Halaman

Minggu, 30 Oktober 2011

Boleh Kuatir, Tapi Tetap Percaya


Bacaan: Matius 6:24-34
 
Boleh kuatir, tapi tetap percaya. Itulah tema KITA hari ini. Bagaimana pengalaman hidup Saudara dengan “boleh kuatir, tapi tetap percaya” ?! Mengapa hal itu terjadi? Apa penyebabnya? Bagaimana seharusnya?  Apa sebenarnya yang dimaksud dengan kuatir itu? Mengapa orang-orang kerapkali begitu kuatir? Bagaimana seharusnya? Selama ini mungkin kita sering merasa kuatir. Akan tetapi kita sendiri tidak tahu apa penyebabnya, dan bagaimana mengatasinya. Mungkin benar apa yang dikatakan oleh Glenn Turner, bahwa “Kuatir itu seperti kursi goyang, yang memberikan sesuatu untuk Anda lakukan. Namun Anda tidak pernah sampai ke manapun.”  
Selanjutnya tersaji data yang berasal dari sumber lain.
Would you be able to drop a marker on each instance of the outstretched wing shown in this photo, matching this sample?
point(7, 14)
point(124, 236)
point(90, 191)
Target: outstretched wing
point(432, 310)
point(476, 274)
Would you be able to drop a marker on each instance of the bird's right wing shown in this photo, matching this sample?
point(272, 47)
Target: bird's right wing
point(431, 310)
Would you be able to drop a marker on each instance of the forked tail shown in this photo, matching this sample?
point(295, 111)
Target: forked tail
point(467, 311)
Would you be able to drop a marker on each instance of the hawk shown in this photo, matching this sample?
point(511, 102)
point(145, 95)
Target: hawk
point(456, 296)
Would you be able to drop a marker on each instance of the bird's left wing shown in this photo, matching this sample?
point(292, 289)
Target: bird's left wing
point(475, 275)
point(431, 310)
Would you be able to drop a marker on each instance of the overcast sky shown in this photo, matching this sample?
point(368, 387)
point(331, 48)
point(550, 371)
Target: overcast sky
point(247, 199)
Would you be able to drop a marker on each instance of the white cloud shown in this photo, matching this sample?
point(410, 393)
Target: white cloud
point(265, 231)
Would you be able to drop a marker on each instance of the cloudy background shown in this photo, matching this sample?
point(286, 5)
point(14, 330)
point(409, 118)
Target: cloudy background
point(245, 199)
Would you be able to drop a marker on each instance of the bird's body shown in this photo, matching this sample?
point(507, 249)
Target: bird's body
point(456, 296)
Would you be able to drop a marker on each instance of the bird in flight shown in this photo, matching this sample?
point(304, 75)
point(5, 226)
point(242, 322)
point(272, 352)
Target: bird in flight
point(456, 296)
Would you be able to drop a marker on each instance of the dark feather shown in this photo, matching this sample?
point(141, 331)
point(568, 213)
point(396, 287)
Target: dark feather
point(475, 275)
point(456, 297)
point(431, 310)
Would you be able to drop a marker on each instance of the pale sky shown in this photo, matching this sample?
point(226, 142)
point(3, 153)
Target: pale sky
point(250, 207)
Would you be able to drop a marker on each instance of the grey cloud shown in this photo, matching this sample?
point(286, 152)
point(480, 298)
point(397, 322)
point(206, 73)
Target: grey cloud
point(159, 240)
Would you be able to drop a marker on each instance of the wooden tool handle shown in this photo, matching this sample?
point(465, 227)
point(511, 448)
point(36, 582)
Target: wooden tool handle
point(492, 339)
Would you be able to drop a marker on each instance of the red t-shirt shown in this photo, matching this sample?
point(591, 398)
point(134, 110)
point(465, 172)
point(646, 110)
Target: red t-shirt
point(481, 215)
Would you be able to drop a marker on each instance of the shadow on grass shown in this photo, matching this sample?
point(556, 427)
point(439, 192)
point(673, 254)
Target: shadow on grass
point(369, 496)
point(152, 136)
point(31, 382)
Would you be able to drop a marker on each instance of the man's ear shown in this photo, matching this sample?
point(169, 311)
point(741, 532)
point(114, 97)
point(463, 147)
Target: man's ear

Ada banyak alasan yang membuat kita kuatir. Mungkin, masa depan atau pasangan hidup. Mungkin pekerjaan atau pelayanan dan lain sebagainya. Ada banyak orang yang mengalami ”gangguan syaraf” (nervous breakdown) karena kuatir. Nah apakah Kekuatiran itu?  Mungkin karena kekuatiran itu begitu akrab dengan kita, maka kita sulit untuk mendefinisikan secara tepat kebiasaan yang menyusahan itu.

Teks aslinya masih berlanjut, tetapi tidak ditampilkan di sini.